It is always a mental weakness. It is sometimes vanity, but never pride,
that reasonable pride that a philosophy now abandoned once numbered as
one of the principal vices, and which, if rightly estimated, can be
considered as the motive power of every noble action.
Pride is a force. It is therefore a virtue which must of necessity be
one of the components of poise, so long as it contains within it no
seeds of vanity. Under such circumstances it is a primal condition of
success in the achievement of poise. Pride must, however, be free from
vanity, otherwise it ceases to be a force and becomes a cause of
deterioration.
As a matter of fact, those who are conceited are always the dupes of
their own desire to bulk largely in the minds of others, and at the mere
thought that they will not shine as they have hoped to do the majority
of them are put entirely out of countenance and are quite at a loss for
means of expression.
The inevitable result of this tendency is to drive them into association
with mediocrity. In such a society alone will the vain find themselves
at their ease. But the very moment that they find themselves in the
presence of those who are their superiors, the fear of not being able to
occupy the front rank throws them into such a state of mental disarray
that they entirely lose their assurance and that appearance of poise by
whose aid they are often able to deceive others.
Finally, one of the most solid elements of poise is, without doubt, a
well-defined ambition, that is to say, one that is divested of the
drawbacks of frivolity and directly winged toward the goal of one's
hopes.
The man who possesses ambition of this kind is certainly destined to
acquire, if he has not already acquired it, that poise which is
absolutely necessary to him in order to make his way in the world.

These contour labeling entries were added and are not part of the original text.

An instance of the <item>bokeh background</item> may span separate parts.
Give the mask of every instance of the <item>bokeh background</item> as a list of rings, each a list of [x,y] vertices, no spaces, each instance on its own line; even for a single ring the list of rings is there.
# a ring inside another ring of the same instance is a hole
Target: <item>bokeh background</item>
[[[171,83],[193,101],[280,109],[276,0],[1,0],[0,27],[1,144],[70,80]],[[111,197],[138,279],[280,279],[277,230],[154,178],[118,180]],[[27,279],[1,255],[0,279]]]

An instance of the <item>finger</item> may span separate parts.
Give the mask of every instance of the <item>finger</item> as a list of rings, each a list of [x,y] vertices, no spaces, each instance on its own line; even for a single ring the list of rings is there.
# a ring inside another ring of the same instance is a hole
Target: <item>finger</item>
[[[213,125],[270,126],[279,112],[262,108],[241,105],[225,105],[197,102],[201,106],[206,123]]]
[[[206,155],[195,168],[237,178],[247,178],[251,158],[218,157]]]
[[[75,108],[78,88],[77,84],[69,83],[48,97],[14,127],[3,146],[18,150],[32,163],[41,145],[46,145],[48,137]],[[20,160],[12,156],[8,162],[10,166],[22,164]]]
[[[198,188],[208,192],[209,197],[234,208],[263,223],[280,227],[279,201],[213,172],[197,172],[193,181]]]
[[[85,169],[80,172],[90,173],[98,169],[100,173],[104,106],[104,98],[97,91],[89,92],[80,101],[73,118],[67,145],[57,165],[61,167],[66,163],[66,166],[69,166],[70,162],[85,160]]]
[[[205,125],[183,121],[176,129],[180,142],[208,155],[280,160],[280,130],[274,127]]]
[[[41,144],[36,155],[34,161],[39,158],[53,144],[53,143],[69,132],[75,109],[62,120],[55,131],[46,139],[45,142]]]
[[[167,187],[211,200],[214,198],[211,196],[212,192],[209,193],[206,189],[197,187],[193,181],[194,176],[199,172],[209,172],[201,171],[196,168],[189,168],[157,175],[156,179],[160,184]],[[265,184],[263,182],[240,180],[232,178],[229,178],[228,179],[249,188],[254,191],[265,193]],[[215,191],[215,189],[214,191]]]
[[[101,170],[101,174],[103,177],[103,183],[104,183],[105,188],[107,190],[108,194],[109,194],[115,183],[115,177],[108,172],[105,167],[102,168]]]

He will neither be pretentious nor timorous, exaggerated nor fearful. He
will go forward without hesitation toward the goal which he knows to be
before him, and will make, without any apologies, those detours which
seem to him necessary to the success of his undertaking, without paying
any attention to the fruitless distractions that make victims of the
rash.
He will not have to put up with the affront of being refused, for he
will ask aid only of those persons who, for various reasons, he is
practically sure will be of assistance to him. The knowledge of his own
deserts, while keeping him in the position he has attained, will prevent
him from being satisfied in commonplace surroundings, and his will-power
will always maintain him at the level he has reached, permitting him no
latitude save that of exceeding it.
Such is true poise, not that whose spirit one violates by merely
associating it with the incapable, the pretentious, or the extravagant,
but that which is at once the motive power and the inspiration of all
the actions of those who, in their determination to force their way
through the great modern struggle for existence, perseveringly follow a
line of conduct that they have worked out for themselves in advance.
Ignoring such enterprises as they know to be unworthy of their powers,
those who are possest of real poise (and not of that foolish temerity
colloquially known as _bluff_) will devote themselves solely to such
tasks as a well-ordered judgment and an accurate knowledge of their own
potentialities indicate to them to be fitting.
Does this mean that they will succeed in every case?
Unfortunately, no! But such of them as have met with temporary failure,
if they are able to assure themselves that their lack of success has
been due neither to a failure of will-power nor a fear of ridicule, will
return to the charge, once more prepared to make headway against
circumstances which they have the poise to foresee, and which they will
at least render incapable of harming them, even if they lack the
necessary force to dominate them completely to their own advantage.